I'm going to suggest possible solutions that are merely trial and error. I am no expert in the matter, so take caution when implementing any of my suggestions.
First, I would like to suggest doing the following command:
sudo apt-get install ia32-libs
This should pull in some 32-bit libraries; perhaps the one you need? If this works, hooray! Don't touch anything else.
If that didn't work, completely remove the AMD proprietary drivers. I have no idea how you installed them, but this link is fairly sufficient: http://wiki.cchtml.com/index.php/Ubuntu_Precise_Installation_Guide#Removing_Catalyst.2Ffglrx
sudo sh /usr/share/ati/fglrx-uninstall.sh
sudo apt-get remove --purge fglrx fglrx_* fglrx-amdcccle* fglrx-dev*
sudo apt-get remove --purge xserver-xorg-video-ati xserver-xorg-video-radeon
sudo apt-get install xserver-xorg-video-ati
sudo apt-get install --reinstall libgl1-mesa-glx libgl1-mesa-dri xserver-xorg-core
sudo mv /etc/X11/xorg.conf /etc/X11/xorg.conf.backup
sudo rm -rf /etc/ati
If the fifth command doesn't work, replace with:
sudo apt-get install --reinstall libgl1-mesa-glx:i386 libgl1-mesa-glx:amd64 libgl1-mesa-dri:i386 libgl1-mesa-dri:amd64 xserver-xorg-core
Then reinstall your proprietary driver. In 12.04, open the dash and open the "Additional Drivers" application (or alternatively, run "jockey-gtk" from the command line). Install the latest driver from that program (fglrx-updates). You will NOT get the latest and greatest driver, but you WILL get a driver that has been tested by Canonical and just works. You could get newer drivers (the link I've provided is able to show you one such method. You could also use an x-swat or xorg-edgers PPA, but they're beyond the scope of this question).
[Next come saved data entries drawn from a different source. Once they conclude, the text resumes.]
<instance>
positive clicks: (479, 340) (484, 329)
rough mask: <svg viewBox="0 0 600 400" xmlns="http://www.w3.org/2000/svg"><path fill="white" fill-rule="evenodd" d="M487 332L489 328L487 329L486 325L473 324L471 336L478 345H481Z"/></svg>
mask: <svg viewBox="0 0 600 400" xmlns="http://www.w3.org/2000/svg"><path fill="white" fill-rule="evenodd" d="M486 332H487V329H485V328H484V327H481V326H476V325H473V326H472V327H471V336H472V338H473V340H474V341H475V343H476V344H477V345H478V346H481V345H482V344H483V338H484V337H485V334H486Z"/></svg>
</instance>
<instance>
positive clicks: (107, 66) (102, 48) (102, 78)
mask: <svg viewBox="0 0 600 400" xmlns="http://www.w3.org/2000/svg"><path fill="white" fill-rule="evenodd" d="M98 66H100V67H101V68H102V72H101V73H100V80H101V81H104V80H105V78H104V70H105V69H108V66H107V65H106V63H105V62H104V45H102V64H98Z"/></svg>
One tip, though: Don't mess with graphics drivers. A clean install has the best possible set-up for graphics in most of the cases. Drivers downloaded from websites are always shaky unless you know what you're doing. Drivers from PPAs are generally unstable. The only drivers you should really be using are the drivers Ubuntu ships with (i.e., the open source ones) or the ones downloadable through the "Additional Drivers" program.
I do not know whether the fault of PlayOnLinux lies in a bad driver set-up, but I personally think that's the culprit.
One last thing, since you're using an AMD APU:
sudo apt-get install amd64-microcode
This nifty little package solves a lot of problems with AMD APUs.